Among all the birds, mammals and sea creatures, the only category missing was insects -until today! In a recent study by RMIT University in Melbourne, Australia, bees were trained and studied in a lab environment. The results show how they were able to understand the concept of zero. But what is the big deal about understanding the number zero -you may ask. To start, the concept of zero wasn’t understood or incorporated into people’s daily life until much recently.
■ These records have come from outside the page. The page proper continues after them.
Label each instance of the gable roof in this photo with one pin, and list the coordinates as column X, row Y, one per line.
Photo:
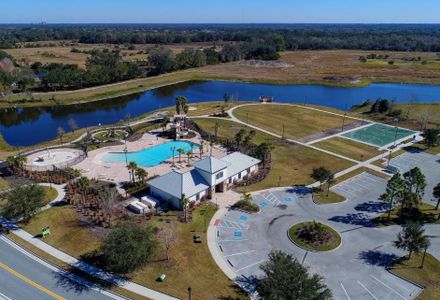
column 239, row 162
column 176, row 183
column 211, row 164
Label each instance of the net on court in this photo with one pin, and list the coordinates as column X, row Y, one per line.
column 379, row 134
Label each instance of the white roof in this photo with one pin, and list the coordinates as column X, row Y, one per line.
column 211, row 164
column 176, row 183
column 239, row 162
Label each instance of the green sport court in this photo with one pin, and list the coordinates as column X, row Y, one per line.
column 378, row 134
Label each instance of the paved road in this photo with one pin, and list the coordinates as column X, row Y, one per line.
column 355, row 270
column 24, row 276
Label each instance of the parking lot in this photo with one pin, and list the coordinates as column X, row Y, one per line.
column 355, row 270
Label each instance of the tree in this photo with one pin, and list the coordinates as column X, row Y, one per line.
column 72, row 124
column 395, row 187
column 436, row 194
column 412, row 239
column 132, row 167
column 23, row 202
column 141, row 174
column 184, row 201
column 60, row 133
column 83, row 184
column 108, row 197
column 432, row 137
column 168, row 236
column 415, row 181
column 320, row 174
column 180, row 151
column 285, row 278
column 239, row 137
column 128, row 247
column 330, row 179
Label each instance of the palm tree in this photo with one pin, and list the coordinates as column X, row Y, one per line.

Early theories of zero were among the Ancient Greeks and the Mayans where the concept of zero was used as a placeholder, but not used as the number we know today. It wasn’t until Ancient Indians who began developing their own system where zero was defined explicitly. Their numbers will eventually become the bases of the numbers we know today. In the 13th Century, Italian mathematician Fibonacci set the bases through their work and helped established the number zero across Europe.Zero became the cornerstone or calculus, allowing a number to be broken down into smaller units approaching zero and allows us to create new numbers without the need to create new digits. Zero is the middleman between positive one (+1) and negative one (-1) and enjoys all the rights like any other number to be subtracted, added, multiplied and divided. In this age of technology, zero evolved into modern computer programing through the binary numerical system composed of only ones and zeroes. But how is this related to bees, you may ask?
Well, zero is a difficult concept to understand. To put in contrast, children will only start to grasp the concept of zero around 5 years old and will fully understand it around 6-7 years of age. In the beginning, children will understand that zero means an absence of items, like apples or cars, but when asked what number has a lesser value between 1 and 0, children usually will choose 1 (Dustin J. Merritt, Elizabeth M. Brannon, Duke University).
Zero, in its basic numerical form, notes an absence of value -because its doubtful bees will be able to understand complex calculus and the binary system, just yet -who knows. Through RMIT’s study, bees were trained to choose the lowest quantity of elements in an image in order to receive a reward -a sugar solution.
“For example, the bees learned to choose three elements when presented with three vs. four; or two elements when presented with two vs. three.
When [RMIT PhD researcher Scarlett] Howard periodically tested the bees with an image that contained no elements versus an image that had one or more, the bees understood that the set of zero was the lower number — despite never having been exposed to an “empty set.”.”
Bee’s brains have fewer than 1 million neurons compared with the 86,000 million neurons of a human brain. This finding opened the door to a new neuroscience question, how does an insect understand what nothing is? Could evolution have enabled the perception of zero when collecting food?
This new study demonstrates that even brains with fewer neurons can comprehend the complex abstract concept of zero. Maybe bees are not the only insects capable of understanidng the concept of zero. Maybe one day, bees will understand calculus! As the study suggests, these findings could help bring simpler approaches to the development of artificial intelligence.